I know the thought is irrational and unrealistic, but I can't help but feel like no one really likes me.

The idea that someone might not like them is not something people with low self-esteem can easily cope with.

(Photo: Vibhushita Singh/FIT)

Is It Possible to Change This Thought Pattern?

These are your patterns of emotional reactions, automatic thought, and behaviour. Can these patterns be changed?

"Yes," says Dr Ruksheda.

"You needs to understand and recognise these patterns, and unlearn them by accepting the good and the bad of yourself, and not sit and worry about the possibility of people not liking you.”
Dr Ruksheda Syeda Psychotherapist

Some ways to do this is are by:

  • Being Objective

Dr Syeda says, taking a step back, and depersonalising from the situation can help you take an objective look at the situation.

"We need to be realistic, and objective in our approach to our patterns of behaviour so we can undo the damaging ones, and inculcate and develop more healthy ones that can help us build a healthy self-esteem."
Dr Ruksheda Syeda, Psychotherapist

"It's important is to surround yourself with the right kind of people who can keep strengthening your understanding of situations and supporting you," says Dr Chhibber.

  • Fact-checking Your Internal Narrative

See if there are more positive interpretations than the picture your mind is painting.
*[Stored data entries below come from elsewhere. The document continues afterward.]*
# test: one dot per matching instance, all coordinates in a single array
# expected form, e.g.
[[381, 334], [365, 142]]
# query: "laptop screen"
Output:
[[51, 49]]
Reminding myself of past instances where my conclusions were proved false, helped me rationalise these thoughts, and be less paranoid.
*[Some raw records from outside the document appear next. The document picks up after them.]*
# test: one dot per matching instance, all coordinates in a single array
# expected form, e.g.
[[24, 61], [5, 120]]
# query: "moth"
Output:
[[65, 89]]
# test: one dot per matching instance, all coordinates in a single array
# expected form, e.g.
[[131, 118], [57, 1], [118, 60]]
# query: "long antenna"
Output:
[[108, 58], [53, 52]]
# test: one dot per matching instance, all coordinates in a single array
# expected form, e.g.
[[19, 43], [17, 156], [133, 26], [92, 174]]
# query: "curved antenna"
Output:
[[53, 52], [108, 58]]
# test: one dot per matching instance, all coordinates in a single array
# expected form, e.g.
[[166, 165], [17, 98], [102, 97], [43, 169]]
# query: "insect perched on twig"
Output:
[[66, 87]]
  • Looking Beyond Yourself

Zoom out of the situation and analyse if there are alternative explanations for their actions that may have nothing to do with you.

  • Communicate, Clarify

"A lot of the times people do not seek clarification, and operate on the basis of their assumptions about the situation," says Dr Chhibber.

"When you seek that clarification and the person expresses that they were in fact not okay, it is important to remember that having a difference of opinion doesn't mean the person dislikes you."
Dr Kamna Chhibber, Head – Department of Mental Health and Behavioural Sciences, Fortis Memorial research institute
I know the thought is irrational and unrealistic, but I can't help but feel like no one really likes me.

Communication is key.

(Photo: Vibhushita Singh/FIT)

"It is important to break this association because just one aspect is typically not used by anyone to make an inference about a person overall," she adds.

  • Ground Yourself With Positives

Not everyone will like you, and that's okay. But it's also important to "accept the fact that you are genuinely loved," says Dr Syeda.

"There won't be anyone who doesn’t have even a single person in their lives that likes them genuinely. We need to remind ourselves of these realities."
Dr Ruksheda Syeda, Psychotherapist

Dr Chhibber adds that every person needs some sort of a validation that they're doing okay, and that they are loved. "Having a support system that provides you with that reinforcement when you need it, is important," she says.

  • Work On Yourself

"It's important to be able to focus on the strengths that you do have to understand what are your abilities, your capabilities," says Dr Kamna Chhibber.

"But, if you do notice that there are certain spaces where you know that there could be some improvement, you should actively work towards that so that you can keep giving your mind that feedback."